To develop this repo or run its tests, clone it and then from the root directory:

$ bazel test test

To use this repository as a dependency in another project:

  • Put the following in a bazelrc file (.bazelrc or a file imported by it):

    common --registry=https://raw.githubusercontent.com/obazl/registry/main/
    common --registry=https://bcr.bazel.build
  • add the following to MODULE.bazel:

    bazel_dep(name = "libs7", version = "1.0.0")

This makes cc_library target @libs7//lib:s7 available as a dependency; it provides a static library libs7.

To use the library first call the initialization function:

#include "libs7.h"
s7_scheme *s7 = libs7_init();

To enable a plugin (see below), call libs7_load_plugin; for example to load the toml_s7 plugin:

libs7_load_plugin(s7, "toml");

Plugins

A "plugin" is a module providing s7 bindings for a C library.

cload and clibgen

The legacy s7 distribution includes a runtime mechanism ("cload") that allows the developer to easily specify s7 bindings for C libraries as s7 Scheme source code. The implementation is used at runtime to generate a C source file from a .scm file, compile it (by calling the system C compiler), and load it. So for example, (load libc.scm) will generate libc_s7.c, compile it to libc_s7.so, and then load it and call its initialization function.

This works quite well, but dynamically compiling and running C code may be undesirable in some situations. libs7 replaces the cload mechanism with a new clibgen mechanism. It is essentially identical to the cload mechanism, but with the logic for compiling and linking C code stripped out. It is designed to be run at build time, and the build system is responsible for compiling and linking the generated C code.

Structure and function:

plugin/clibgen.c

A minimal s7 batch processor. This is compiled as a build tool; it processes the lib*_clibgen.scm file for each C librarie to produce the corresponding C source file. For example, when passed libgdbm_clibgen.scm it produces libgdbm_s7.c.

plugin/clibgen.scm

Derived from cload.scm. Used to generate C source code from lib*_clibgen.scm files (described below). The code for running a C compiler to compile the C output is removed, as is the code for loading and initializing compiled C libraries.

In addition, a strip-prefix parameter has been added to the c-define function that processes C function bindings. C libraries commonly use a prefix to implement primitive namespacing; for example, the libgbdm API uses prefix gdbm_, giving gdbm_open, gdbm_close, etc.

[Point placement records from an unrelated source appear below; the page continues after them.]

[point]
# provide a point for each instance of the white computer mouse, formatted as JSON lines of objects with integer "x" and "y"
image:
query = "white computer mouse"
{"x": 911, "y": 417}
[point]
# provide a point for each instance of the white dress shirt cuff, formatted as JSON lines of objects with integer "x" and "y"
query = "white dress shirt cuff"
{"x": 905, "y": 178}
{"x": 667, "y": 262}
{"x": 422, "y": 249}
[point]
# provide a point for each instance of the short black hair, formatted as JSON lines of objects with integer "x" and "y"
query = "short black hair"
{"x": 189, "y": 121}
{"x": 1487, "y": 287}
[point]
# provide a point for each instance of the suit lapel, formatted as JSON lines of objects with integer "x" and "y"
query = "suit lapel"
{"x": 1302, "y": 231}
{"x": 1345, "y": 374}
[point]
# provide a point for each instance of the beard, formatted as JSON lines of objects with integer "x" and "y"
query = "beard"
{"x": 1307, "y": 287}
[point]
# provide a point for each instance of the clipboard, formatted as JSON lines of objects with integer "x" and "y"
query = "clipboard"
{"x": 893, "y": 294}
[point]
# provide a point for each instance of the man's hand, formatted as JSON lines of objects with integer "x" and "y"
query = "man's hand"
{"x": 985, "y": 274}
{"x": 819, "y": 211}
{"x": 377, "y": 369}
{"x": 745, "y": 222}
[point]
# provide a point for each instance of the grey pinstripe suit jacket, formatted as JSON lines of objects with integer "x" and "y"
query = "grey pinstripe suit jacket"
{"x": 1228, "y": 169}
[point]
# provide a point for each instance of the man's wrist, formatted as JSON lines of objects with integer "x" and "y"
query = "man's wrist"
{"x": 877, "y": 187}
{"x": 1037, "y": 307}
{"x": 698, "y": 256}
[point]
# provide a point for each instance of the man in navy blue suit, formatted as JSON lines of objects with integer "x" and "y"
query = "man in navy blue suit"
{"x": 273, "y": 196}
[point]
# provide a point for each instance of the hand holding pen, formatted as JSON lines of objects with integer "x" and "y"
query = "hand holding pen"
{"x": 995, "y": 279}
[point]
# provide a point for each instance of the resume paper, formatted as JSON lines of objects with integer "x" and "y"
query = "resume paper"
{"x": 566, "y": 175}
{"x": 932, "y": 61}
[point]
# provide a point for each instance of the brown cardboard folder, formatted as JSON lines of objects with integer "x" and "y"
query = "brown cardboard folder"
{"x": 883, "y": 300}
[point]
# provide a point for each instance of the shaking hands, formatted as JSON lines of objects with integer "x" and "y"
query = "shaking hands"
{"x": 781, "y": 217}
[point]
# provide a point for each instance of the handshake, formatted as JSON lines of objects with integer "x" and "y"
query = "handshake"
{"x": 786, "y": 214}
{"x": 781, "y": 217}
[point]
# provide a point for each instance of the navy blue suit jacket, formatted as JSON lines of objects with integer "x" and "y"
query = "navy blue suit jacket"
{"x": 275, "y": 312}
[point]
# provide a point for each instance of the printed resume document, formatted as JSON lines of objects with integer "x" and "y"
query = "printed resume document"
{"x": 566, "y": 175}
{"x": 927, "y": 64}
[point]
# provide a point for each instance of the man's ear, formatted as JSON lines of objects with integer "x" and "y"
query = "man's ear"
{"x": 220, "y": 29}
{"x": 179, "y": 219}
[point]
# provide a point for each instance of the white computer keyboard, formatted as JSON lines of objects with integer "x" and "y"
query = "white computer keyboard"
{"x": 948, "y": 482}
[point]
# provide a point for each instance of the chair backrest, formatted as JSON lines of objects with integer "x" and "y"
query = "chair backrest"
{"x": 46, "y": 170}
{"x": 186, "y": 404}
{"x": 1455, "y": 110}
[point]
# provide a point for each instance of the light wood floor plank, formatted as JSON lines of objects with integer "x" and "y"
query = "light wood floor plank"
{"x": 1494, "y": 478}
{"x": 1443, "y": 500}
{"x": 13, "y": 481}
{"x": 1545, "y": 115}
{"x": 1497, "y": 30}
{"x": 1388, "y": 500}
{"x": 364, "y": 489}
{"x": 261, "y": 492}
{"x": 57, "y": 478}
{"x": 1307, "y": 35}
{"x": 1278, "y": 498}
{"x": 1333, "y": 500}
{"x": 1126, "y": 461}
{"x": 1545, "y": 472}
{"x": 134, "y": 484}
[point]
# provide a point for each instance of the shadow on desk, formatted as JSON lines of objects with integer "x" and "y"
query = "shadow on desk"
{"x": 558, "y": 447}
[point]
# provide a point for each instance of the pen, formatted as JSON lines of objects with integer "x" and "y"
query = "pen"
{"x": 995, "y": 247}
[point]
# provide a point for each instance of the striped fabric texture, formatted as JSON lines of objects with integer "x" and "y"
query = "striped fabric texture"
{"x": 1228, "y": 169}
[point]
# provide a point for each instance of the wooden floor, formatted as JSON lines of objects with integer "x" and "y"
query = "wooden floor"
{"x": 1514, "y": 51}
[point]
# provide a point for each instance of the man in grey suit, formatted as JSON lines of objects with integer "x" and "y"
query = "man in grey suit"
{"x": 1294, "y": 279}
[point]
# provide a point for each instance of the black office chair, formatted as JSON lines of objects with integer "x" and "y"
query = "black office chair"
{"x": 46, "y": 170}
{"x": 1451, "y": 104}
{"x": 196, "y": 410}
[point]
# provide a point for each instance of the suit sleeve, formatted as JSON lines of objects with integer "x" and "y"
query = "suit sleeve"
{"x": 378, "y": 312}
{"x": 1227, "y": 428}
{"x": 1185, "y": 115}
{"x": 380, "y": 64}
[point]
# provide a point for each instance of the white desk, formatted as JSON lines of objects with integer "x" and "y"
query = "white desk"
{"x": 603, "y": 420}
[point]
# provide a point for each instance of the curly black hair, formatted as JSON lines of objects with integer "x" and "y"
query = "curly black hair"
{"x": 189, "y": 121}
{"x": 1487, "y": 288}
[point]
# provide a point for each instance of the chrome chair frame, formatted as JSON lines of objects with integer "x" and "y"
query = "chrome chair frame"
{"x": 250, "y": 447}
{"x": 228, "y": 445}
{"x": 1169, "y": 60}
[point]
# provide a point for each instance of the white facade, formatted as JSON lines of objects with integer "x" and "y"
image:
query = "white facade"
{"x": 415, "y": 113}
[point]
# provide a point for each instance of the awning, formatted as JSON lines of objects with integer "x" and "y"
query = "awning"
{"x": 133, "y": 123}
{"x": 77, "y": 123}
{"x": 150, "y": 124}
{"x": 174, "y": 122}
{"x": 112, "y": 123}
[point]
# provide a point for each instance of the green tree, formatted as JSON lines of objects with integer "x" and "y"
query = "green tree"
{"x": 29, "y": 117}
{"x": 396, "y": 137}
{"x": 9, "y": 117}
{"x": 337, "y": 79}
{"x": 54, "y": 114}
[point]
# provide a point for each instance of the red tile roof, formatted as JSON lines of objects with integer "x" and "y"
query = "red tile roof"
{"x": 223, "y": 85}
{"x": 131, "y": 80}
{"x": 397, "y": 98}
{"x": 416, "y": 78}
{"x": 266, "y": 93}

When used in conjunction with the prefix parameter, strip-prefix results in more felicitous names (in my opinion). For example, lib/ibgdbm/libgdbm_clibgen.scm passes prefix "gdbm" and strip-prefix "gdbm_", yielding gdbm:open for gdbm_open.

It also translates API names to idiomatic Scheme names, by replacing underscores _ with dashes -. For example, the utf8proc library contains utf8proc_unicode_version. Stripping utf8proc_ and using prefix utf8, we get utf8:unicode-version rather than utf8:unicode_version.

lib*_clibgen.scm files

One per plugin (C library), derived from the lib*.scm files in the standard distribution. For example libgdbm_clibgen.scm is derived from libgdbm.scm. When processed by clibgen.exe, produces the corresponding C file containing s7 bindings.

Warning
Conversion of these files is incomplete. Passing a prefix (see above) has no effect on functions defined using the C-function, which must be manually edited (search for utf8:iterate in lib/libutf8proc/libutf8proc_clibgen.scm for an example). I’ve only edited a small number of such functions, since I expect to automate this at some point. So if you get an unbound variable error for something like utf8:reencode, it’s probably because that edit is missing - check the lib*_clibgen.scm file.

naming conventions

The build code depends on the following conventions. For each C library foo:

  • Binding code goes in libfoo_clibgen.scm

  • The generated C file will be libfoo_s7.c

  • The targets to build archive and DSO files are:

    • lib/libfoo:foo_s7, producing libfoo_s7.a (or .lo)

    • lib/libfoo:foo_s7_dso, producing libfoo_s7.so (Linux) or libfoo_s7.dylib (MacOS)

Sometimes it makes more sense to write bindings by hand (see toml_s7 as an example). In that case the plugin target name must have the form <lib>_s7, so it produces a file named <lib>foo.<ext>; of course you can name the source files whatever you want.

build targets

The C libraries are automatically compiled and linked when libs7 executables are built. They can be built individually as well.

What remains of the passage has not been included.